De plus, la bande dessinée permet d’utiliser l’humour, ce qui est important quand on traite de sujets sérieux dans le cadre de la sensibilisation et de l’éducation.

7. Que répondez-vous à ceux qui la considère comme un « sous-art » ?

Ils ont complément tort! La bande dessinée est le 9e art. Elle répond à un ensemble d’exigences artistiques irréfutables, dont une œuvre d’esprit axée sur la représentation concrète à la fois du réel et de l’irréel (la fiction). Pour votre référence :

Le neuvième art est une expression qui fut créée en 1964 par Morris, le créateur de Lucky Luke, et par Pierre Vankeer. C’est un art à part entière, au même titre que le cinéma, la photographie, le dessin, etc.

8. Comment voyez-vous l’avenir de cet art auprès des prochaines générations ?
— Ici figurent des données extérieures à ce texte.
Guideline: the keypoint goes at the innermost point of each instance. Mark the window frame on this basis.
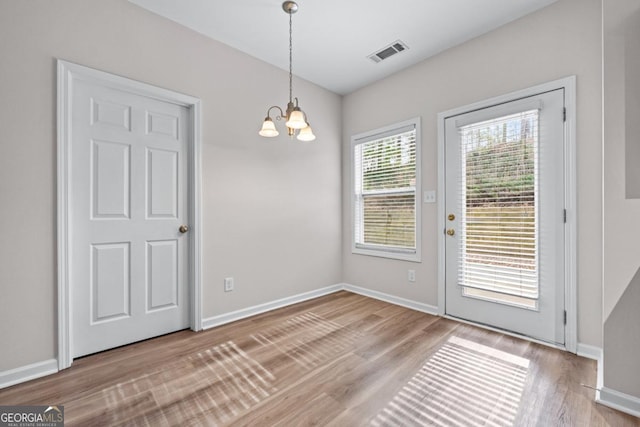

Très prometteur! Bien sûr pour ceux et celles qui savent comment s’en servir pour continuer à peintre nos sociétés et notre humanité de manière créative, originale et plaisante. Les bédéistes qui savent bien combiner des beaux dessins et des belles histoires (scénarios intéressants) sont extrêmement sollicités pour différents projets, allant de simples illustrations aux dessins animés, en passant par des albums de BD.

En outre, de nos jours, la bande dessinée est beaucoup utilisée comme un des outils efficaces pour sensibiliser les gens dans presque tous les domaines. Dans mon cas, je citerais l’exemple de mes sollicitations en éducation, dans la lutte contre le racisme et la discrimination, la transmission des connaissances de base sur la loi et le système juridique, etc.

9. Quelles sont les débouchées dans le métier?

Il y en a quelques-unes. En effet, on peut travailler dans les milieux traditionnels (journaux, magazines, publicité, édition de livres, etc.), dans le domaine des médias traditionnels (télévision, cinéma, production audiovisuelle éducative ou corporative, vidéoclips) ainsi que dans les nouveaux médias (jeux vidéo, productions multimédias sur support, spectacles multimédias, cinéma 3D ou bien la web animation).

10. Avez-vous des projets?

Cette année, mes partenaires et moi-même travaillons sur deux différents projets de bande dessinée. La création d’une série de capsules BD « Comics strip » comme outils pour la lutte contre le racisme et la discrimination ainsi que la finalisation de la 2e partie de la bande dessinée sur l’histoire franco-ontarienne de 1610 à nos jours.

La bande dessinée franco-ontarienne sera bonifiée par une version motion comic. En 2023, je devrais être en mesure de publier le premier Tome officiel de la bande dessinée Le Canadien. Entre ces trois projets, je suis en train d’écrire un essai sur une longue chronique sociale, fidèle à ma mission.